Richard Avedon Photo of Marian Anderson singing with eyes closed

Talking About Voice and Performance

Musical performances in the ethnographic setting, the karaoke room and the black church take center stage in the interdisciplinary “Embodying Intimacy: New Work in Voice and Performance” symposium, writes performance scholar Paige McGinley.

An early 20th-century ethnographic recording, a karaoke night somewhere in suburbia, worshipers speaking in tongues: these diverse happenings are just a few of the objects of study taken up by Roshanak Kheshti, Karen Tongson and Ashon Crawley. Though these three scholars work in various intellectual traditions — anthropology, religious studies, queer theory — their research converges in the interdisciplinary fields of sound studies and performance studies, the focus of the “Embodying Intimacy” symposium taking place February 8–9.

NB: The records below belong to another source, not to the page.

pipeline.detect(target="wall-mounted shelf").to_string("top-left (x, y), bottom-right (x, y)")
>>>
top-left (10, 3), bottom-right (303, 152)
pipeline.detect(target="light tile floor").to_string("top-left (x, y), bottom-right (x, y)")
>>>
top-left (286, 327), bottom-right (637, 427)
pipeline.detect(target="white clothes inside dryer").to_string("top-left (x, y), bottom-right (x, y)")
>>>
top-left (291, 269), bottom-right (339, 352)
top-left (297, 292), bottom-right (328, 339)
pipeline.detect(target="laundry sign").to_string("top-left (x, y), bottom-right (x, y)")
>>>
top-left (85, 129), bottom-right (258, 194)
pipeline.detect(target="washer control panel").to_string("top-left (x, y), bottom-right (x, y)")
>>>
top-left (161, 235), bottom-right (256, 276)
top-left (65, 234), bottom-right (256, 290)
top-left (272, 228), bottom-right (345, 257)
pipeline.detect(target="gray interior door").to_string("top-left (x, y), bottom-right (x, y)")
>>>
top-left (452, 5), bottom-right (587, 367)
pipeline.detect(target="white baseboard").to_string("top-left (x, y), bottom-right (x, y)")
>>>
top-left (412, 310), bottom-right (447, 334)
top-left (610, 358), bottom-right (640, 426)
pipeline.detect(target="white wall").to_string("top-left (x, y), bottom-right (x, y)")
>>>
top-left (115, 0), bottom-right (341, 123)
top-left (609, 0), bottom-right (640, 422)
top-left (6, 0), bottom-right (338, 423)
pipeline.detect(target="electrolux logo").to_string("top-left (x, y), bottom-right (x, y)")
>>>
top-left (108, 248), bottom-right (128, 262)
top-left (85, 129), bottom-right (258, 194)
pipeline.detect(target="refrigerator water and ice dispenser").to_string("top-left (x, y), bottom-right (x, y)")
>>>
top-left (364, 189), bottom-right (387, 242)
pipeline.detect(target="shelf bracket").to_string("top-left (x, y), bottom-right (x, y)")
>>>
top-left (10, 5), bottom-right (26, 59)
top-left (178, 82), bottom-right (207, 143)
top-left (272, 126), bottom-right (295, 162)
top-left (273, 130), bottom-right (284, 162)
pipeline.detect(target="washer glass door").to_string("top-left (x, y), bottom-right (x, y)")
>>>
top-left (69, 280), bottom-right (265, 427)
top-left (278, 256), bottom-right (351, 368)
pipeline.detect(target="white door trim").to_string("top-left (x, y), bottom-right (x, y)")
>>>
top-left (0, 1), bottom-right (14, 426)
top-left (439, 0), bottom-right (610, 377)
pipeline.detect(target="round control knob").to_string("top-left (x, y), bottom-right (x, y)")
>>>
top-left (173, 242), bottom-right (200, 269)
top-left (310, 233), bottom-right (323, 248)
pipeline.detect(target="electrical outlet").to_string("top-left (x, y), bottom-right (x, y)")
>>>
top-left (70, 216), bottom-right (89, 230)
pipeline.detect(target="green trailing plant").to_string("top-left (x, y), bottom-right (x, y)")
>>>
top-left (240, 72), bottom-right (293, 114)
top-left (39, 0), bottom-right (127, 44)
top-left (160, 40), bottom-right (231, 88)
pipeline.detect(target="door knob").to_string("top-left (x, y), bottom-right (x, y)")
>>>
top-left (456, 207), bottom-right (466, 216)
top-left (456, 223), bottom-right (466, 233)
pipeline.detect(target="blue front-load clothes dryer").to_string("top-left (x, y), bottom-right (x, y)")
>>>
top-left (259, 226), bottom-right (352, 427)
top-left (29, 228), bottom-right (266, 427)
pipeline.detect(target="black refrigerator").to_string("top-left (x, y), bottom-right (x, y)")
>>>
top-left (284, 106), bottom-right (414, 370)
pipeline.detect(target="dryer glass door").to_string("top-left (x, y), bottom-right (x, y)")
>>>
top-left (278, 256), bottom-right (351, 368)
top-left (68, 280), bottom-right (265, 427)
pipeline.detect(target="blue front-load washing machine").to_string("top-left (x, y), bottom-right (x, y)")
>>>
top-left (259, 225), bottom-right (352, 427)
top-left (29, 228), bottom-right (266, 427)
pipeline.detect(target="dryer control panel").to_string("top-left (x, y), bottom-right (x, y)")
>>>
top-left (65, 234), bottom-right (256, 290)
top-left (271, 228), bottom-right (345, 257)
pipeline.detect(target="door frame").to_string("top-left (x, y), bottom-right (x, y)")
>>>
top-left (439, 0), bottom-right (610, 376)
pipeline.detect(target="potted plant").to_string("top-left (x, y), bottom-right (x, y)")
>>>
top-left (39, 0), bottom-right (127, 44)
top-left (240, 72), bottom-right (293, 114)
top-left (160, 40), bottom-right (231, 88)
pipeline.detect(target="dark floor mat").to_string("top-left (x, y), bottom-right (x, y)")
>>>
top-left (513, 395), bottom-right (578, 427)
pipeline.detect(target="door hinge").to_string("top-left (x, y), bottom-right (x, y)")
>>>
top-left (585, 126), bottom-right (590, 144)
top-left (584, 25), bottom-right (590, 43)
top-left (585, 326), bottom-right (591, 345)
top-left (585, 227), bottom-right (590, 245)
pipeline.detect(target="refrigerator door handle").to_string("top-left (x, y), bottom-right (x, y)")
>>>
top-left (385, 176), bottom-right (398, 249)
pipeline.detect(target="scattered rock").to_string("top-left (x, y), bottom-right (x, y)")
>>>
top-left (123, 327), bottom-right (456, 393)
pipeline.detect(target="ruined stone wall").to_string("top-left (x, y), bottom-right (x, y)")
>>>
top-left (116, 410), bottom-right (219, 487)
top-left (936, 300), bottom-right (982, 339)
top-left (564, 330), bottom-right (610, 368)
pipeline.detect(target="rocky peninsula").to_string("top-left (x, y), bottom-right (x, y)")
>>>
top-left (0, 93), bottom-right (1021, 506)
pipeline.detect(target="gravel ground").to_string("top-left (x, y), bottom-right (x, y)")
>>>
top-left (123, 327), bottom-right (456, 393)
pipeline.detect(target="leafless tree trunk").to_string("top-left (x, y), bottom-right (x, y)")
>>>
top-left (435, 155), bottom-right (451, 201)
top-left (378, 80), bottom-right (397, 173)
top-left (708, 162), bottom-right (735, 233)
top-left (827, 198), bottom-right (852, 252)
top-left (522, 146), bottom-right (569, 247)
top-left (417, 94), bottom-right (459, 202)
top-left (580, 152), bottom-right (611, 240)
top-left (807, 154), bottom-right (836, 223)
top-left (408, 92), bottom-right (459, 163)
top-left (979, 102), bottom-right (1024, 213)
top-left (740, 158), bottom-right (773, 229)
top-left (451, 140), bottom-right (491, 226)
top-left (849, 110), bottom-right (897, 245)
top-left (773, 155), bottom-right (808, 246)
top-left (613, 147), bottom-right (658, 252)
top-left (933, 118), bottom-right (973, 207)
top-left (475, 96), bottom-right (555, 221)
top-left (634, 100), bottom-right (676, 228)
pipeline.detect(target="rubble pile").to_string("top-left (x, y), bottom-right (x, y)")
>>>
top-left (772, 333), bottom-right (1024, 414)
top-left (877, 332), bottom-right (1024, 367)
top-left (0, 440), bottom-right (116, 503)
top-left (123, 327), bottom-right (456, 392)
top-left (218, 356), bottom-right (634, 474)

Kheshti, Tongson and Crawley will share their latest research during the two-day symposium, which is sponsored by the Race and Popular Music Initiative of American Culture Studies and grows out of a working group in Voice and Sexuality Studies that has been supported by the Center for the Humanities since 2016. The symposium’s theme and its selected guests emerged from this multiyear conversation: what people, we asked ourselves, would we like to have “at the table” with us? What scholars had particularly exciting work to share with our colleagues and students in music, performing arts, African and African American studies, religious studies and women’s, gender, and sexuality studies? How might we better theorize practices of listening and whose work offers us bold new models for doing so?

Kheshti, Tongson and Crawley have taken up these questions and related ones in their earlier work. In his 2016 book Blackpentecostal Breath: The Aesthetics of Possibility, Crawley explores the tarrying, whooping and speaking in tongues that characterize Pentecostal worship, suggesting that such modalities of breathing together offer radical possibilities for ethics, politics and sociality. The possibilities of being together differently are also explored by Tongson in her 2011 Relocations: Queer Suburban Imaginaries, which revels in queer of color sociability and spatial formations that challenge the presumed normativity of the suburbs — an automobility that always has a soundtrack. Kheshti also engages the imaginary in her 2015 Modernity’s Ear: Listening to Race and Gender in World Music, developing a theory of the “aural imaginary” that illuminates the racializing and gendering practices of listening that organize the world culture music industry.

The new work that Kheshti, Crawley and Tongson will share at “Embodying Intimacy” — including Crawley’s research on the Hammond B-3 organ and the sound of black Christianity, Kheshti’s illumination of Zora Neale Hurston’s unsettling of musical ethnography, and Tongson’s explication of the queerness of karaoke — all situate the production and consumption of sound as a fundamentally embodied activity. Though these sound performances in the ethnographic scenario, the karaoke room and the black church are mediated by new technologies and modes of circulation, they are crafted and received in a scene of intimacy. The nature of this intimacy — this embodied sociability that both assembles and dissembles — is a guiding inquiry in the work of this symposium.